I've got a Springfield rifle which is basically the same as the FA91.
I have that same issue with excessive gap in the cocking tube such that the charging handle doesn't properly cam open the bolt.
The problem is the cocking tube is welded to the front site triple tree, so the problem gets worse as the gun gets hot.
I seam to remember that the FAC guns might have it attached differently with glue or something in the receiver, which isn't going to hold up anyway.

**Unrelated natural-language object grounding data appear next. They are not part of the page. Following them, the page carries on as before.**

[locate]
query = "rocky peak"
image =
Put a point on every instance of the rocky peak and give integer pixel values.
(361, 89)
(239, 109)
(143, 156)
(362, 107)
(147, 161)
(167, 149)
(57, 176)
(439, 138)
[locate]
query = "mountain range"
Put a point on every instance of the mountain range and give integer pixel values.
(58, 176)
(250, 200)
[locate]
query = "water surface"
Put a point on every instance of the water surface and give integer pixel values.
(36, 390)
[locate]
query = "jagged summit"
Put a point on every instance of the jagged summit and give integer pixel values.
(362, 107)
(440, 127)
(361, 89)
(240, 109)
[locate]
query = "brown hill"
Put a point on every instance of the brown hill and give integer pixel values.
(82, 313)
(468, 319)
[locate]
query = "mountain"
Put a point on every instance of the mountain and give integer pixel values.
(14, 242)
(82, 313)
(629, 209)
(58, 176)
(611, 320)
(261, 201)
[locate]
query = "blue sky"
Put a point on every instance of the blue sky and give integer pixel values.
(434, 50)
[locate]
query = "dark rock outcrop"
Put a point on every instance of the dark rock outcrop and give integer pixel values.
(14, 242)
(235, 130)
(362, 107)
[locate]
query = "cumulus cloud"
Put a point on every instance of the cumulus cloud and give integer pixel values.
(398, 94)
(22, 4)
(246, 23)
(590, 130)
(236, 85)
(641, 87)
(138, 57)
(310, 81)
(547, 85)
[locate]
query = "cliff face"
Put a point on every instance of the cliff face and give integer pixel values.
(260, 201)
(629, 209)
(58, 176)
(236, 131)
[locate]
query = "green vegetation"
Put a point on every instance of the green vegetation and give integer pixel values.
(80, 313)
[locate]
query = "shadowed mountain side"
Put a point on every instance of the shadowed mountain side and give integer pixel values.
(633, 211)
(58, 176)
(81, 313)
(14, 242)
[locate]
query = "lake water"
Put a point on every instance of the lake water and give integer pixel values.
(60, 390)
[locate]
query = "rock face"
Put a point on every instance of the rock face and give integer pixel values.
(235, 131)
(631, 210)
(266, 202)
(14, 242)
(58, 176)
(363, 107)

Take the bayo plug or dust cover off the front sight, and look down the center of the hole in the triple tree tree to see if the cocking tube is welded to the inside of the triple tree, or maybe the outside of it. It it isn't attached in any way at the front, its probably glued, epoxied, pinned, whatever (but not welded) into the receiver at the rear of the cocking tube. As so, it probably worked loose over time, or if your heaspace decreased, then the carrier going further forward might have pushed the cocking tube forward. There is no good fix for that. One of the problems with that aluminum receiver design, the tube is meant to be welded to the receiver.
As far as the recoil problem: headspace, recoil spring, buffer. Who knows what the previous smith did, so start from square 1 and check it all.
As others have said, the only way to make the gun right is to move all the parts to a steel receiver. Most of the those guns were built with nice FMP parts that would make a great gun when rebuilt.